The sons of a
former police officer, Terry & Duane Johnson were vilified by the press
as cop killers. Duane was tried as an accomplice; he was 18 at the time
& barely involved in the crime-his older brother had dragged him along.
But being inside the prison walls is no protection from the condemnation
he received on the outside. Now the corrections officers taunt him for
killing one of their own.
"You try to
keep as low profile as you can to keep from getting flak. You know
you'll be walking down the hall..."You're getting the electric chair,
Joe." They'll make buzzing noises or "You're going to fry"
Terry has not
lived enough of a life to have anything much to say, or even the tools
to say it with. At twenty years of age, he was just a punk kid who
recognized no authority.
"...I was
doing things to impress friends & help friends. Do things to try to
impress family members. Doing everything for people for all the wrong
reasons...
When I grew
up I used to do a lot of things: take cars, break into businesses, steal
cars, motorcycles, the whole nine yards.... I was like the center of
attention. And when I'd steal something, like, a car stereo, or
something, it wasn't for the money. It wasn't for the object. I'd get it
& I'd end up giving it to my friends, because I thought that's what I
needed to do to please them..."
Terry's father
had sixteen children by two wives. Terry had two children by different
women.
"Two of my
older brothers are in the military. One's in the Marine Corps, one's in
the Navy. He's a sergeant down in Key West, Florida. One of my other
family members, my sister's a bus driver. My other brother works in a
factory, electronic factory. My other brother is going to college, right
now, for criminal law."
Maybe with so
many siblings, Terry found it hard to get much attention or approval.

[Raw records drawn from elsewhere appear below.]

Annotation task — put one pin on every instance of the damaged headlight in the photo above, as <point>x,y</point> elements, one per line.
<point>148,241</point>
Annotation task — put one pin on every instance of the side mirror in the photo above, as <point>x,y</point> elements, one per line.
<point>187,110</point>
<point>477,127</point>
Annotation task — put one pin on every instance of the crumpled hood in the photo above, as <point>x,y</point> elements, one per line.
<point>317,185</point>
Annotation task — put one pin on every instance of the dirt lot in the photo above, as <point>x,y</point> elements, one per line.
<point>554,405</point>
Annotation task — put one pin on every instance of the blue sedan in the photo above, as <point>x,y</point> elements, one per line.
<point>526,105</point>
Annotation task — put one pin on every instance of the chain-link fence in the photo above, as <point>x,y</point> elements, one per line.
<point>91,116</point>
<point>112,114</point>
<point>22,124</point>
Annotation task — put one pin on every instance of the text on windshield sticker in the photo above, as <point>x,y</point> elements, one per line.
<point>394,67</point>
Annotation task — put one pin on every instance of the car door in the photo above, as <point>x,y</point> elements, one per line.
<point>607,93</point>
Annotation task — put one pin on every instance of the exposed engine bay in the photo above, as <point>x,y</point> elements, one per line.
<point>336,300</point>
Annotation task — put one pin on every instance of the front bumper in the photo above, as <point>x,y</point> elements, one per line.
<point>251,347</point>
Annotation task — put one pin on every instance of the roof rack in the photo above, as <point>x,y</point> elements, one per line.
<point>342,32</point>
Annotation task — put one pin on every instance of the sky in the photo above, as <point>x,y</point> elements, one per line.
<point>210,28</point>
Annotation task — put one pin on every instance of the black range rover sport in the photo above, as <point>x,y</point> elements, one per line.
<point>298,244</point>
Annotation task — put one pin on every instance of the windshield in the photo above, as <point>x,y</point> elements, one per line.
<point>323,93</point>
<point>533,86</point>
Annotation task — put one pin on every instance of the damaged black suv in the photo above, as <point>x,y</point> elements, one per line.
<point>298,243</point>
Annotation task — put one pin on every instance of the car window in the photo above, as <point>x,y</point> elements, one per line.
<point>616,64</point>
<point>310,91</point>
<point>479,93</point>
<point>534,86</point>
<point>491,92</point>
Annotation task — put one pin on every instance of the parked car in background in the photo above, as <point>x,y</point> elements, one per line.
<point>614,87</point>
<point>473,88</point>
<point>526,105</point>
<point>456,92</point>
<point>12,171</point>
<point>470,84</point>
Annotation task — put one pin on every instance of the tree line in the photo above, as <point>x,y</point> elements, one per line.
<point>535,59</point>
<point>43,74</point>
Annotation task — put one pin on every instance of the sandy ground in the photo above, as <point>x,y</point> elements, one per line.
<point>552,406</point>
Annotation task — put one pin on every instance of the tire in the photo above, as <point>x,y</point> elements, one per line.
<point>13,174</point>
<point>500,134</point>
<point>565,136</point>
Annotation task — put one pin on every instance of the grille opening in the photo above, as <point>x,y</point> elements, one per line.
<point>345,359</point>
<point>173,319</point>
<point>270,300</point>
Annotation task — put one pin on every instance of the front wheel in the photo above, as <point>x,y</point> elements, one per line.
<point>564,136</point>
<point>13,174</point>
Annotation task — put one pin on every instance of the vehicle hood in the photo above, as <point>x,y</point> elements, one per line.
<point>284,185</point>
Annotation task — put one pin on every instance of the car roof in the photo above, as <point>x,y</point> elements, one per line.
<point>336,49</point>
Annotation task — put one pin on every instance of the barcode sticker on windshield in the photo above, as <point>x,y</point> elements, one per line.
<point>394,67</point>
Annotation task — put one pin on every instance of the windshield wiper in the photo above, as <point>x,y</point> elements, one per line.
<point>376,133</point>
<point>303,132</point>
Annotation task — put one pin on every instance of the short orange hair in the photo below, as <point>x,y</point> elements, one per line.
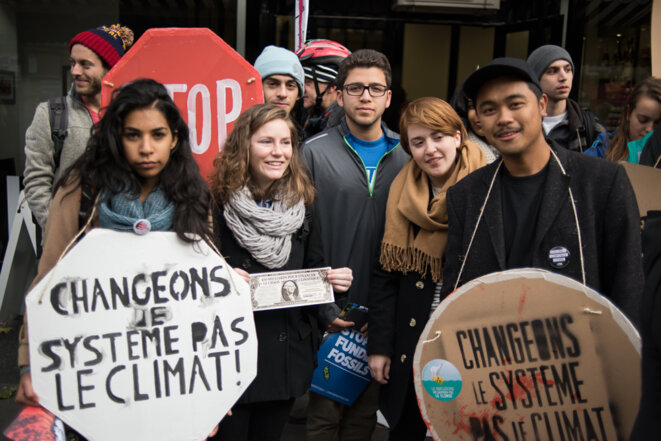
<point>433,113</point>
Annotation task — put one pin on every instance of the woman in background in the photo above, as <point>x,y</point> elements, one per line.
<point>641,113</point>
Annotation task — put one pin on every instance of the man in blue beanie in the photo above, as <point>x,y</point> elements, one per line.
<point>282,76</point>
<point>568,124</point>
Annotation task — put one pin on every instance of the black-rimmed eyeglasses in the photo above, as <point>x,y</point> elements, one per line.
<point>357,89</point>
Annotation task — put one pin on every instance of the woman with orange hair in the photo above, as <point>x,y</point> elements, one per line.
<point>405,290</point>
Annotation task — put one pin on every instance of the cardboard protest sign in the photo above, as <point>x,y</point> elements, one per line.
<point>342,371</point>
<point>528,354</point>
<point>210,82</point>
<point>646,182</point>
<point>141,337</point>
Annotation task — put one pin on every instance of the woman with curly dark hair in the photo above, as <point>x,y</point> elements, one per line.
<point>136,174</point>
<point>263,222</point>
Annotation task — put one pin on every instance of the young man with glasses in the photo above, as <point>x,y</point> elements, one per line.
<point>352,166</point>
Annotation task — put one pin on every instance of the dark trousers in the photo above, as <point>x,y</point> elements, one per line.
<point>262,421</point>
<point>329,420</point>
<point>410,426</point>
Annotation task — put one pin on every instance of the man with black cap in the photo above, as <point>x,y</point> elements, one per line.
<point>568,124</point>
<point>53,144</point>
<point>540,206</point>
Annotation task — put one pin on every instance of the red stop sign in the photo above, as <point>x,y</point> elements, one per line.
<point>208,80</point>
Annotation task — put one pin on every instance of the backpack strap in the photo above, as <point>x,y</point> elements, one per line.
<point>86,203</point>
<point>588,123</point>
<point>57,107</point>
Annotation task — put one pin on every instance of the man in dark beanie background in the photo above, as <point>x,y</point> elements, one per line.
<point>568,124</point>
<point>61,126</point>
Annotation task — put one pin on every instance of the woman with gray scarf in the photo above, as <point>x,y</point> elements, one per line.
<point>263,222</point>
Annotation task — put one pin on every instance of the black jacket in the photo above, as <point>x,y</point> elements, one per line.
<point>288,338</point>
<point>580,129</point>
<point>607,214</point>
<point>649,414</point>
<point>351,214</point>
<point>399,308</point>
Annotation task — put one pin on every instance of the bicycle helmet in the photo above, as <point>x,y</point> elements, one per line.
<point>321,60</point>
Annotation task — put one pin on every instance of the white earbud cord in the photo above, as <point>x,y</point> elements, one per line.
<point>477,224</point>
<point>578,227</point>
<point>484,204</point>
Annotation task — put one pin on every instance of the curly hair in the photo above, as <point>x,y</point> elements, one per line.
<point>433,113</point>
<point>103,165</point>
<point>232,165</point>
<point>618,149</point>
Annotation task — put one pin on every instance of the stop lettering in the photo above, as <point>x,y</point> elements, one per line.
<point>210,83</point>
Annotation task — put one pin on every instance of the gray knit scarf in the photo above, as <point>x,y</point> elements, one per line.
<point>264,232</point>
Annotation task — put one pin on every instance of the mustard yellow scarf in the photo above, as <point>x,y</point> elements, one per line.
<point>408,205</point>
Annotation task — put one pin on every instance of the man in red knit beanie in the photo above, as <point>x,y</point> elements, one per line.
<point>61,126</point>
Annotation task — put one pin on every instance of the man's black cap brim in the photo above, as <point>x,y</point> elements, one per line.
<point>499,67</point>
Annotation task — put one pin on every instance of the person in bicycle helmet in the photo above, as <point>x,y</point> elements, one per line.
<point>321,60</point>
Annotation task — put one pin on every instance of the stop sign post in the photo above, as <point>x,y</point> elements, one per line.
<point>210,82</point>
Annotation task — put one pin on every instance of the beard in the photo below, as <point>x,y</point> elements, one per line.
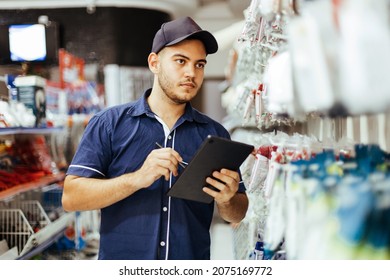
<point>168,87</point>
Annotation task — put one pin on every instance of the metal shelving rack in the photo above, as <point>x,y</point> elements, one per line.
<point>31,214</point>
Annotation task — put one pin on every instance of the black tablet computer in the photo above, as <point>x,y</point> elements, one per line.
<point>214,154</point>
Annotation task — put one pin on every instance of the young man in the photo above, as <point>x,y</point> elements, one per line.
<point>119,169</point>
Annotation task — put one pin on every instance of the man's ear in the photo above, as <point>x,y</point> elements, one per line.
<point>153,61</point>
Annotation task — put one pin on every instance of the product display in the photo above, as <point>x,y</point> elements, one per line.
<point>319,181</point>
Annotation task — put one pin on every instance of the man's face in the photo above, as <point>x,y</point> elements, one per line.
<point>181,70</point>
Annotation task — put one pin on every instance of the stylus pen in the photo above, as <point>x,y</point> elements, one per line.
<point>181,163</point>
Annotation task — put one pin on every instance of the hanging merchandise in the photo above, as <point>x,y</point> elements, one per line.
<point>325,208</point>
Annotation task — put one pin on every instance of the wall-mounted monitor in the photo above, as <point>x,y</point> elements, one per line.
<point>29,42</point>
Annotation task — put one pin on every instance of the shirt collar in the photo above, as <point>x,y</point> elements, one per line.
<point>141,107</point>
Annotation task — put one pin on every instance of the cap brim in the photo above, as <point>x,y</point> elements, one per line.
<point>206,37</point>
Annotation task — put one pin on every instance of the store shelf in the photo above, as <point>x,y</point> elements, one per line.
<point>45,181</point>
<point>29,130</point>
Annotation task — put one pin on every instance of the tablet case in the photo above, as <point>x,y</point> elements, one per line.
<point>214,154</point>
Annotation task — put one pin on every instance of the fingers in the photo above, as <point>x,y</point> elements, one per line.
<point>226,182</point>
<point>165,161</point>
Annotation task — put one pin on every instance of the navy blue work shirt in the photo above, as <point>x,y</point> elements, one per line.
<point>148,224</point>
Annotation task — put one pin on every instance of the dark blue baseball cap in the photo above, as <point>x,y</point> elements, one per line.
<point>175,31</point>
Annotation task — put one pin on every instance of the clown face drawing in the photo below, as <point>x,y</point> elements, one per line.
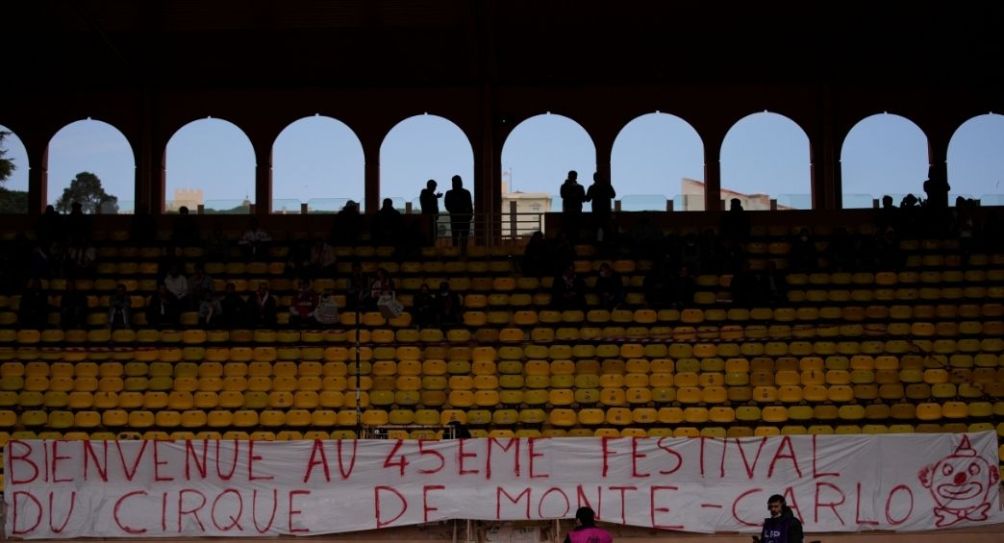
<point>960,485</point>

Maybe he simply got lost in the crowd. But seeking forbidden thrills &
exhibiting asocial behavior to get noticed usually backfires.
"...being
afraid how my father would feel that I got my brother involved. My
younger brother was my father's-hate to say it-apple of his eye. My
father's life revolved around my little brother. To have one son taken
away was devastating but to have two at once is a total big loss. And at
my father's age & everything. My brother Duane was all he had left
living in the house with him."
Or maybe, being
the son of a cop, Terry thought he was above the law & could avoid the
consequences of his sprees. Until the murder, Terry had been charged
only with misdemeanors.
We also learned
Terry had done a short in the National Guard. That might explain his
erect posture, his machine-gun responses, & his clipped sentence
structure. His long hair was a concession to his rebel tendencies.
Terry shared his
philosophy about prison.
"It shows
that everybody can make mistakes. Everybody gets in trouble. Jail isn't
prejudiced. It lets in white, Black, Indian, Hispanic, Mexican, thin,
fat, strong, short, men, women, & children. Jail is not prejudiced.
There's no certain quota...
When somebody
hears of a crime & they hear of somebody being on death row, the first
thing they think of is like, Charles Manson. Somebody deranged lunatic.
They pick up the paper & they say, "Man, if I ever saw that dude on the
street, I'd know for sure that he was a monster." It's not that way, at
all."
And with that
revelation, at such a young age, he has been shoved into adulthood. He
had been headed for trouble, had embarked long ago down the wrong path.
Now one event defined his entire life.
Throughout the
interview, Terry said all the right things. He stood before us in the
little prison courtroom, with shackles on his legs, & expressed sorrow
for his actions. He was maybe a little too sincere. Had he learned how
to push the right buttons since he was arrested?